Muncul pertanyaan, jika anak tidak
melaksanakan kewajibannya, adakah sanksi yang dapat diberikan kepada anak?
Selama ini tidak ada yang melihat hal ini. Orang hanya disibukkan untuk melihat
hak anak, sehingga pelanggaran terhadap hak anak yang selalu ditindak. Apakah berkaitan
dengan nominal uang yang cukup banyak sehingga menjadi daya tarik bagi polisi
dan pengacara? Namun, bagaimana dengan kewajiban anak? Apakah anak yang tidak
melakukan kewajibannya, seperti yang tertera dalam UU Perlindungan Anak, juga
dapat ditindak?
Seperti contoh kasus di atas. Anak SD
Harmoni itu diberitakan mengganggu temannya yang sedang latihan menari.

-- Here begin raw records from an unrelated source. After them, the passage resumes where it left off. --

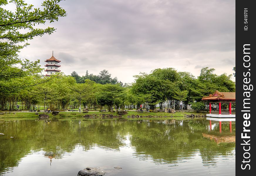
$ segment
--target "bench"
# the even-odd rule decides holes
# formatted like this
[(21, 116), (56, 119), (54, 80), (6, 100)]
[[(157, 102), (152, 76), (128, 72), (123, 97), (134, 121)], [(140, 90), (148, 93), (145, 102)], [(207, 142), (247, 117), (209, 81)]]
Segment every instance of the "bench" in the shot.
[(11, 113), (13, 113), (14, 114), (16, 114), (16, 112), (5, 112), (5, 114), (6, 114), (7, 113), (9, 113), (9, 114), (10, 114)]
[(140, 109), (138, 109), (138, 112), (141, 112), (141, 113), (143, 113), (143, 110), (142, 109), (141, 111)]

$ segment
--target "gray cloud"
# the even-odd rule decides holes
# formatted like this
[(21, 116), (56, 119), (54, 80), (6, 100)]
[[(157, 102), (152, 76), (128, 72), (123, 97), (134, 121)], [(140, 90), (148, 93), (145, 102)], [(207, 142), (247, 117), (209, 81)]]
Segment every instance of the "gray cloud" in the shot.
[(232, 69), (226, 68), (235, 66), (235, 4), (231, 0), (66, 1), (60, 5), (68, 16), (47, 25), (56, 32), (32, 40), (20, 55), (40, 59), (43, 66), (54, 50), (66, 75), (75, 71), (82, 75), (87, 70), (97, 74), (106, 69), (124, 82), (157, 68), (174, 67), (197, 76), (208, 66), (217, 74), (231, 74)]

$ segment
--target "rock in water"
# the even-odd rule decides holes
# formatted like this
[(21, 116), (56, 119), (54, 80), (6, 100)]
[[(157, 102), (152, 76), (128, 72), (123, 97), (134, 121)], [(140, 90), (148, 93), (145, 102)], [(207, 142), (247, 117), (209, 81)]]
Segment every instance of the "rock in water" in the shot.
[(56, 117), (53, 117), (52, 120), (54, 121), (59, 121), (59, 119)]
[(88, 113), (88, 111), (86, 109), (83, 109), (83, 113)]
[(117, 113), (119, 115), (121, 115), (121, 116), (122, 115), (124, 115), (125, 114), (128, 114), (128, 112), (127, 112), (126, 111), (124, 111), (123, 110), (119, 111), (117, 112)]
[(59, 114), (59, 111), (53, 111), (53, 112), (52, 113), (53, 114), (53, 115), (54, 115), (54, 116), (57, 116), (58, 114)]
[(39, 118), (40, 119), (48, 119), (49, 118), (49, 115), (45, 114), (39, 114), (38, 117), (39, 117)]
[(87, 167), (78, 172), (77, 176), (102, 176), (105, 173), (98, 168)]
[(175, 112), (176, 112), (176, 111), (174, 109), (171, 109), (171, 113), (175, 113)]
[(122, 167), (118, 167), (118, 166), (117, 167), (114, 167), (114, 168), (115, 169), (120, 169), (122, 168)]

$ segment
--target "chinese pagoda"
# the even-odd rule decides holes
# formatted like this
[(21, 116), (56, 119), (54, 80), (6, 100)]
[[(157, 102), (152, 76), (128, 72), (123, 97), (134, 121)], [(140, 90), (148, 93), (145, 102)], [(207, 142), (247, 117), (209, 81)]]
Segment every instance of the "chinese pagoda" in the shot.
[(53, 55), (51, 57), (45, 61), (45, 62), (47, 62), (46, 65), (44, 66), (45, 67), (47, 67), (47, 68), (44, 70), (45, 72), (47, 72), (47, 73), (45, 75), (45, 76), (49, 76), (51, 75), (60, 71), (59, 70), (59, 67), (60, 66), (60, 65), (59, 64), (59, 63), (60, 62), (60, 61), (54, 57), (53, 51)]
[[(208, 101), (209, 102), (210, 114), (207, 114), (206, 116), (213, 117), (235, 117), (235, 114), (232, 114), (231, 104), (235, 103), (235, 92), (220, 92), (217, 90), (213, 94), (210, 94), (208, 97), (203, 97), (202, 100)], [(221, 111), (221, 104), (228, 104), (228, 111), (225, 111), (224, 109)], [(218, 108), (217, 112), (212, 111), (212, 106)], [(214, 108), (215, 109), (215, 108)], [(218, 108), (217, 108), (218, 109)]]

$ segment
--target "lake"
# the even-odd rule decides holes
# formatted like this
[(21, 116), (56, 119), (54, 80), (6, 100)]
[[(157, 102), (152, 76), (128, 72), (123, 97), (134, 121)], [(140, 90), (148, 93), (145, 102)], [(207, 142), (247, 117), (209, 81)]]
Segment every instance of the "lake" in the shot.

Artinya, ia tidak melakukan kewajiban no. 2 dalam pasal (19) UU Perlindungan
Anak. Atau dalam kasus SMK Gajah Mungkur, siswa tersebut tidak melaksanakan
kewajiban no. 3 dan 5. Apakah guru punya wewenang melaporkan siswa yang tidak
melaksanakan kewajibannya ke polisi? Dan apa sanksi buat anak tersebut?

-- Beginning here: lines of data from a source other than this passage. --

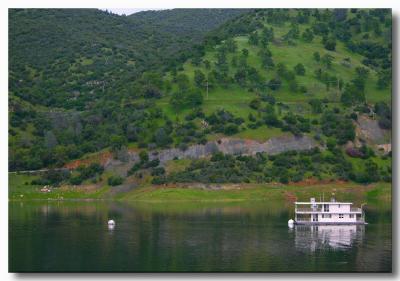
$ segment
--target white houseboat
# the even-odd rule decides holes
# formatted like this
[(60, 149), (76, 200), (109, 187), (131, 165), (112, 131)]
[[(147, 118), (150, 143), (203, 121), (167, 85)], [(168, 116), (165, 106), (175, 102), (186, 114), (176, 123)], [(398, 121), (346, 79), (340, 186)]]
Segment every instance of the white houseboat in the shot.
[(353, 203), (316, 202), (311, 198), (310, 202), (295, 202), (295, 224), (366, 224), (364, 211), (361, 208), (353, 208)]

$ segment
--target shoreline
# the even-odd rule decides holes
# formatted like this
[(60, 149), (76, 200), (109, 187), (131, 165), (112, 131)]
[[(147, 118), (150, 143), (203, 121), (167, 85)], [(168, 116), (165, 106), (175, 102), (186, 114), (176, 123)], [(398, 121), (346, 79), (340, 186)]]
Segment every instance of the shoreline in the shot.
[[(98, 189), (71, 189), (59, 187), (51, 192), (40, 192), (40, 186), (10, 185), (9, 202), (24, 201), (92, 201), (92, 202), (143, 202), (143, 203), (224, 203), (224, 202), (294, 202), (309, 200), (311, 197), (329, 197), (335, 194), (337, 200), (354, 202), (377, 201), (392, 203), (392, 184), (378, 182), (360, 185), (353, 182), (315, 184), (218, 184), (215, 188), (184, 186), (147, 185), (119, 192), (112, 187)], [(217, 186), (217, 185), (216, 185)]]

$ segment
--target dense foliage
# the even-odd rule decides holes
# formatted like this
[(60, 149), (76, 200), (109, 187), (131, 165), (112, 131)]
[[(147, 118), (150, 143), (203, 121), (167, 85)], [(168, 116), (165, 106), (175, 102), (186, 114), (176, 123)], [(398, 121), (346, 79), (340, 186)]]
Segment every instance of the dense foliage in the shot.
[[(155, 183), (390, 178), (372, 144), (345, 147), (358, 141), (361, 115), (382, 129), (392, 126), (390, 10), (117, 16), (11, 9), (9, 20), (10, 170), (62, 167), (104, 149), (126, 162), (132, 147), (186, 150), (216, 136), (291, 134), (314, 137), (329, 152), (215, 155), (177, 173), (142, 153), (128, 175), (149, 171)], [(51, 172), (41, 183), (77, 185), (100, 180), (102, 172)], [(123, 180), (114, 176), (108, 184)]]

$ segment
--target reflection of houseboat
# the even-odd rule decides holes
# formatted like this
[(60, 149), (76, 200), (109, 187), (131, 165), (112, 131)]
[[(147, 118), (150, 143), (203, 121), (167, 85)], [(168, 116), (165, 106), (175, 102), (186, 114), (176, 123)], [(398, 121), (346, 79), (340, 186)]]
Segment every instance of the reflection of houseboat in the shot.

Harus diingat bahwa dalam hukum itu, hak
dan kewajiban itu mesti seimbang. Orang tidak bisa hanya menuntut haknya saja
tanpa melaksanakan kewajibannya. Oleh karena itu, berkaitan dengan UU
Perlindungan Anak, perlu juga ditinjau soal keseimbangan antara hak dan
kewajiban bagi anak itu sendiri. Jangan hanya membebani kesalahan pada guru.